We strolled back to the car with me blathering on about how interesting Jesús’ movie sounded in an attempt to compensate for my rebuff.

I suppose I should have been more honest with him about the true reason for not wanting to watch his movie. Look at a load of images – or watch the delectable Rachel Weisz…get real.

Thank god for DVDs. They mean I can actually enjoy movies in their original language, a reprieve from having to watch movies dubbed into Spanish on terrestrial TV. The Spanish do dubbing appallingly. When I watch a foreign language film, I watch it in its original language with subtitles. I want to hear the actors’ voices and appreciate the nuances of their performances, but I do appreciate that as the majority of movies are filmed in English, it’s unreasonable to expect people in non-English speaking countries to sit down to a diet of subtitled ‘foreign language’ films. Could you imagine the outrage there’d be in Britain if the main TV channels aired subtitled movies during primetime?
So, I suppose the Spanish have no choice but to dub movies, but they could at least make a decent attempt at it instead of using the same couple, a fat bloke and his wife from Burgos, to provide the voices for every movie and every character in it.

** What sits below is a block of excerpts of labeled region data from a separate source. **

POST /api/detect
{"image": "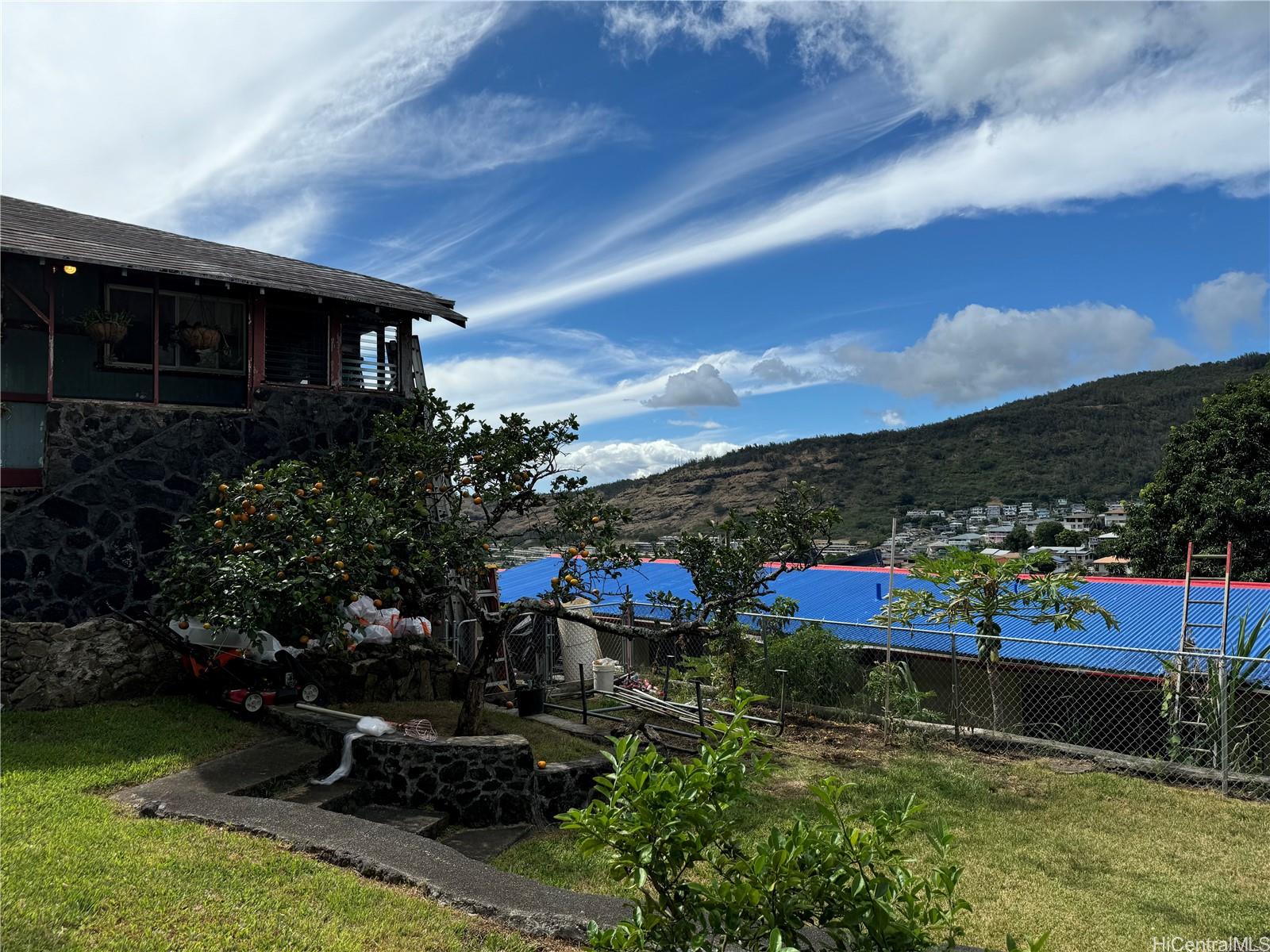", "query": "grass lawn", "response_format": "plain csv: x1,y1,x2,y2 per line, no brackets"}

495,726,1270,950
0,698,576,952
335,701,601,763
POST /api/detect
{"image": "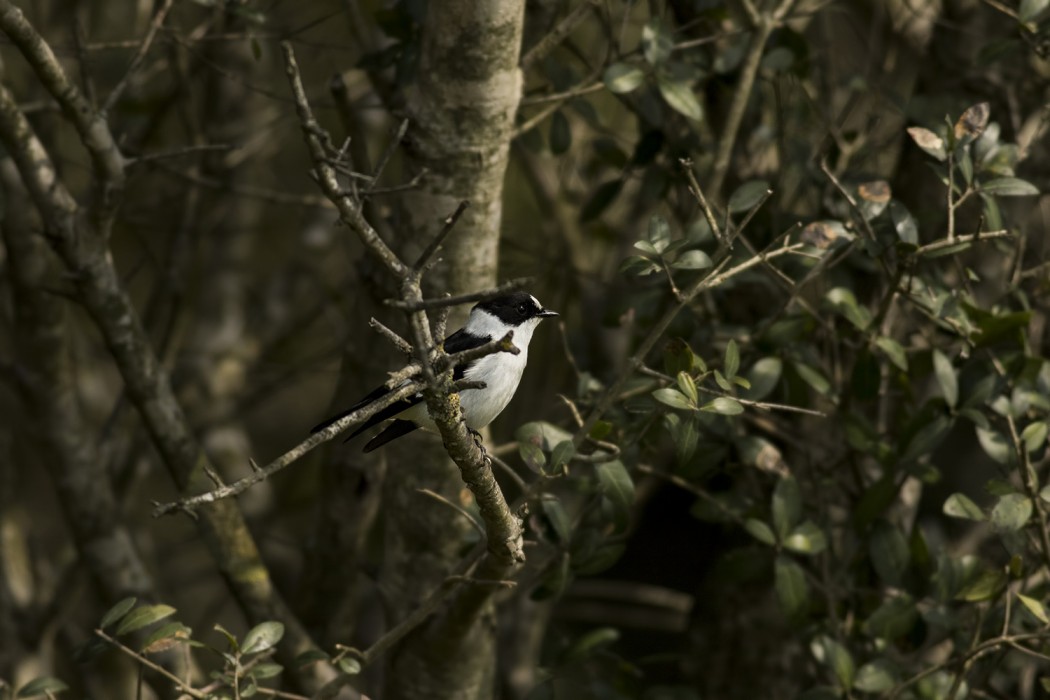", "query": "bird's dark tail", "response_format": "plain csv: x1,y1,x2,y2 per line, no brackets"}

The result is that Dakota Fanning sounds as though she’s a sixty year old midget with a forty a day habit and Will Smith sounds as though he’s a Mexican bandit holding up a stage coach. In fact every female sounds the same, as does every male. Irrespective of age, sex, nationality, ethnic background, the voices are always the same.
It raises the question, how on earth do the Spanish (I say Spanish, cos I’ve seen dubbed German films and they seem to use actors who actually sound a bit like the person they’re dubbing) know who’s a good actor and who isn’t? What’s an award winning performance and what’s a bag of shite? Jack Nicholson, Al Pacino, Brad Pitt, Denzel Washington, Gérard Depardieu– all sound exactly the same, Mexican bandits the lot. Charlize Theron, Julia Roberts, Halle Berry, Keira Knightley likewise; all washed up hookers who’ve been on the booze and ciggies for far too long. It’s enough to drive you to hold up the Wells Fargo coach. Actually, I’m being unfair, there is one exception to the rule; good old Sean Connery. They can do him pretty well, but then can’t everyone?